I understand that on the day of the first press release of the labor force data under the new rules, BLS had four staff persons manning telephones to answer questions-only two of whom could have been Mr. Goldstein and Mr. Howard Stambler, who have been in charge of the press briefings in the past and who are undoubtedly the most expert in answering questions and avoiding policy-oriented answers. This procedure seems to me a pretty poor substitute for the press briefing. And I wonder how the administration is going to check on whether any policy-oriented answers are given over the telephone. I sincerely hope no monitoring is being planned.

I cannot help but comment on the timing of this action. The national unemployment rate moved up from 3.5 percent in December 1969, to 6.2 percent in December 1970. It has remained in the neighborhood of 6 percent since December, and the new figure of 6.1 for April is still at that level. During these months of relatively high unemployment, which obviously creates difficult policy problems for the administration, there have been several cases in which statements by those in policy positions conflicted with technical interpretations that came out of the press briefings. It is difficult to believe that the timing of the decision to eliminate the technical press conference was not influenced by these developments. Indeed, at his March 19 press conference, Secretary Hodgson was moved to say: "Probably the timing of this thing does have an unfortunate look to it. ****" It certainly does to me. I wonder if I am unfair in suggesting that the administration has in effect announced by this action that it wants to be free to minimize bad news and to maximize good news without any interference from its own technical experts who know most about the facts.
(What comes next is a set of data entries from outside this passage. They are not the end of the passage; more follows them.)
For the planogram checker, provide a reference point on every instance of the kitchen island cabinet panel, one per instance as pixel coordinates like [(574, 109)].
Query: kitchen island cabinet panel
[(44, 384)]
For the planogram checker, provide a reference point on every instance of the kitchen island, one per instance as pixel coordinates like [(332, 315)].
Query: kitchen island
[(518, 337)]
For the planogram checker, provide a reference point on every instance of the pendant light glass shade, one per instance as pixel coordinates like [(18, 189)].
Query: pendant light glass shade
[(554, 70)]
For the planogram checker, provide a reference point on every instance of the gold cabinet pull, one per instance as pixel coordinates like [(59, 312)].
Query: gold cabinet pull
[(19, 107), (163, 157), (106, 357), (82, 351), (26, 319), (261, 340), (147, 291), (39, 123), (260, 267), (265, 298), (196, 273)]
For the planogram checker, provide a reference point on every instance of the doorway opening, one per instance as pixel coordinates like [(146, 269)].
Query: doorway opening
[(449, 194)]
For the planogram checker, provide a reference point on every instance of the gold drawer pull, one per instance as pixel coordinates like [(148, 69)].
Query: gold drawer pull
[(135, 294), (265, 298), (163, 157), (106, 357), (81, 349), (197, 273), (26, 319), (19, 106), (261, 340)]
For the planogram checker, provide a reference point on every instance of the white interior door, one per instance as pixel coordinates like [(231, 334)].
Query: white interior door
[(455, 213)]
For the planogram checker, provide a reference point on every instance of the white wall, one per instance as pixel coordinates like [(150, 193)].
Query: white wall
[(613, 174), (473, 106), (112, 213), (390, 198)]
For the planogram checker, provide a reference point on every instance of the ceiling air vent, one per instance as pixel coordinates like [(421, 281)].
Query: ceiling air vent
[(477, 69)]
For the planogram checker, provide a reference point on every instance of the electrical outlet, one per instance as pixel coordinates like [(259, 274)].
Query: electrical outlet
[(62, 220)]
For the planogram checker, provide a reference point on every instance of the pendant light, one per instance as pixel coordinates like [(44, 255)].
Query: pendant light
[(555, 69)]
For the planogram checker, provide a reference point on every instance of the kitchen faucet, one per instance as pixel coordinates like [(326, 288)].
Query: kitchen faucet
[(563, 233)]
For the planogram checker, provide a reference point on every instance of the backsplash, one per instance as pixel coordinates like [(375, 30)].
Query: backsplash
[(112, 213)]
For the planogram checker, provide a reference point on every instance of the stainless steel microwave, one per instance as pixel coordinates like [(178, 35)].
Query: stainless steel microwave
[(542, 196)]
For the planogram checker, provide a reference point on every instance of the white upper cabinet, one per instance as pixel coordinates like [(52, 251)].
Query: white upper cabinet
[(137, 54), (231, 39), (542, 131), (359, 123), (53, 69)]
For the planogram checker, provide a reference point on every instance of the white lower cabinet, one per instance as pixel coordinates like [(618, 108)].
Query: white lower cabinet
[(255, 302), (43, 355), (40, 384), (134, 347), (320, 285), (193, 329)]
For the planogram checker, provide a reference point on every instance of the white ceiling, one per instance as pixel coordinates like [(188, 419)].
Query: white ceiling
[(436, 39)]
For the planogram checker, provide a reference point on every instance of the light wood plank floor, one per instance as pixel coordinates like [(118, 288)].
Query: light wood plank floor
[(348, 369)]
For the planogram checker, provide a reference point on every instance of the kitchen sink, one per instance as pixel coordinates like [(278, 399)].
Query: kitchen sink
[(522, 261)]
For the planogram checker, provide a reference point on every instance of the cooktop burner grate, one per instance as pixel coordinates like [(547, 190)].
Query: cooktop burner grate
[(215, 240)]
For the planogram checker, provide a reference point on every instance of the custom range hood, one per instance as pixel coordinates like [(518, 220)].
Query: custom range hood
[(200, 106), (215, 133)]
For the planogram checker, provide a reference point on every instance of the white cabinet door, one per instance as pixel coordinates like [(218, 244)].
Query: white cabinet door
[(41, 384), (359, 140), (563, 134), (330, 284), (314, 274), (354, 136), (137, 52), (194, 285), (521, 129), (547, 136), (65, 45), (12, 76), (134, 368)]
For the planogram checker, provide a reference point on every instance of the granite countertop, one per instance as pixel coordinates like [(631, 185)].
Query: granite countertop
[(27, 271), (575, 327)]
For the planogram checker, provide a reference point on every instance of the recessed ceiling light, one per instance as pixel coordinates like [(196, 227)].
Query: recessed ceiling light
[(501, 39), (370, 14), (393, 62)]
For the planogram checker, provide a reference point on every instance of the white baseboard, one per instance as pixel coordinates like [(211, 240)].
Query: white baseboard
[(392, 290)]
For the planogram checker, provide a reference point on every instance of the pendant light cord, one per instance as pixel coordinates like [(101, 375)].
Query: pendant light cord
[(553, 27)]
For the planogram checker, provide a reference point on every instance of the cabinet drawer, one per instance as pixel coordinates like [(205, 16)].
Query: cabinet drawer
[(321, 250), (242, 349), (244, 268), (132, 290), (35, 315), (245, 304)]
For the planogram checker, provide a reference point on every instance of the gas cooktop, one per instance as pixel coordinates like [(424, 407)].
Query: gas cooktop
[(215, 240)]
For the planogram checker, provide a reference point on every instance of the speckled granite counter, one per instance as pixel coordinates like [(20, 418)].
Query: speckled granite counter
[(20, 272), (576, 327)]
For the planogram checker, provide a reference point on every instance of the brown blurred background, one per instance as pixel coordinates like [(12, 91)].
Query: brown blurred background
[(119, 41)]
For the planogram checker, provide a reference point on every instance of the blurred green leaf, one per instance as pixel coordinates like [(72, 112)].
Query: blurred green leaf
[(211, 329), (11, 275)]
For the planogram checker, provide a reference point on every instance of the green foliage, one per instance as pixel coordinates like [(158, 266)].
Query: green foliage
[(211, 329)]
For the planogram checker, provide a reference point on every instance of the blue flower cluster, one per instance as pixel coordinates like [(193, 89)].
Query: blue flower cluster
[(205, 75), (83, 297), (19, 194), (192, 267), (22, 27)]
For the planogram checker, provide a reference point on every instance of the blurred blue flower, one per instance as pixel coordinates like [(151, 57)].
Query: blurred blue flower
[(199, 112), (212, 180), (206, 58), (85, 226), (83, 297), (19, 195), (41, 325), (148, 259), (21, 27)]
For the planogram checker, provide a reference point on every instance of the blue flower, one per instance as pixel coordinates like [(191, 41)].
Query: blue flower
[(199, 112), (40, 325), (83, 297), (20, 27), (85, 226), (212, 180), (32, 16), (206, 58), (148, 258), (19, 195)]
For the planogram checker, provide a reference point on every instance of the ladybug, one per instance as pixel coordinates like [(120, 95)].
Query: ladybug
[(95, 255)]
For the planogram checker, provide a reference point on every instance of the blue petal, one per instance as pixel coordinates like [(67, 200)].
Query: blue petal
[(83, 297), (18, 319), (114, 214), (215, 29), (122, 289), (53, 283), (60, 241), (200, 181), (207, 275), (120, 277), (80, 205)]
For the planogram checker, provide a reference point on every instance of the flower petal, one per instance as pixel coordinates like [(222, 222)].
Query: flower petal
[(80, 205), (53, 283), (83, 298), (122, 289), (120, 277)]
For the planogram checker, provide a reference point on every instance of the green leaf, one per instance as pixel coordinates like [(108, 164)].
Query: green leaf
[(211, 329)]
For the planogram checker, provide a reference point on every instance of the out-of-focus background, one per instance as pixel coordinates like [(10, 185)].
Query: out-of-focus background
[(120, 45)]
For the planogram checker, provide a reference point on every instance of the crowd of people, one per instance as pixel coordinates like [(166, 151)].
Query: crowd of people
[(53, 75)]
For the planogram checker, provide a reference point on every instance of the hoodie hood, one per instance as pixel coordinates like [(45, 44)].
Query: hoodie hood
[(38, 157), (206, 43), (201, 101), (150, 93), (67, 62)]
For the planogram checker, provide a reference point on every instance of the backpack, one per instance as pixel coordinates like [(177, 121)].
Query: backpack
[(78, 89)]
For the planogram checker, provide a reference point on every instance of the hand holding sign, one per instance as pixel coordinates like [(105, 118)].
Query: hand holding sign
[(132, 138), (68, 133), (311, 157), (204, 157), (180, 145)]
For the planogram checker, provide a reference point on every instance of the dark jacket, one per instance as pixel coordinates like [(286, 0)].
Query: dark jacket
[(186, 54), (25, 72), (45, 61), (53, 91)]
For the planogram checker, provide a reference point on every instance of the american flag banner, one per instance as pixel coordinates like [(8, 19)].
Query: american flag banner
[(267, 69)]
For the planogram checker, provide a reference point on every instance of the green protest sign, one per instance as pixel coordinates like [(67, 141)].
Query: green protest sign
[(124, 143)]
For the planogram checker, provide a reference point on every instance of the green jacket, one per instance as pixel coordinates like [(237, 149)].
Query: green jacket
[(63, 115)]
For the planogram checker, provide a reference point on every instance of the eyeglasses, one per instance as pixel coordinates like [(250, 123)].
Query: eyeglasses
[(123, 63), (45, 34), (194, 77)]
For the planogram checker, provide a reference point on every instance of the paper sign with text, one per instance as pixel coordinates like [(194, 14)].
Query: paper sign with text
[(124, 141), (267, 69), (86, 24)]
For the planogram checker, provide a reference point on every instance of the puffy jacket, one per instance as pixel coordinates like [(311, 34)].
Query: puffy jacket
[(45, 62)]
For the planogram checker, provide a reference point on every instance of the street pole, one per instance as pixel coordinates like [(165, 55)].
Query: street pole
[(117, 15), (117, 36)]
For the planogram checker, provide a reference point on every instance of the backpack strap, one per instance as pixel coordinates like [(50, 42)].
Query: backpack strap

Senator Proxmire, I have a short second section of the prepared statement which deals with the current economic situation and my policy suggestions, and I don't know whether you want me to go ahead with that or to talk first about the action with respect to the press briefings.

Chairman PROXMIRE. Why don't you go ahead with it because I think it is most appropriate. I have had a chance to see it and I think it is good to have your views on this.

Mr. GORDON. Well, I will simply summarize that part of the prepared statement in the interest of time.

I share the general view that the administration's figure of $1,065 billion for GNP for 1971 is too high. It is more likely to be in the neighborhood of $1,050 billion.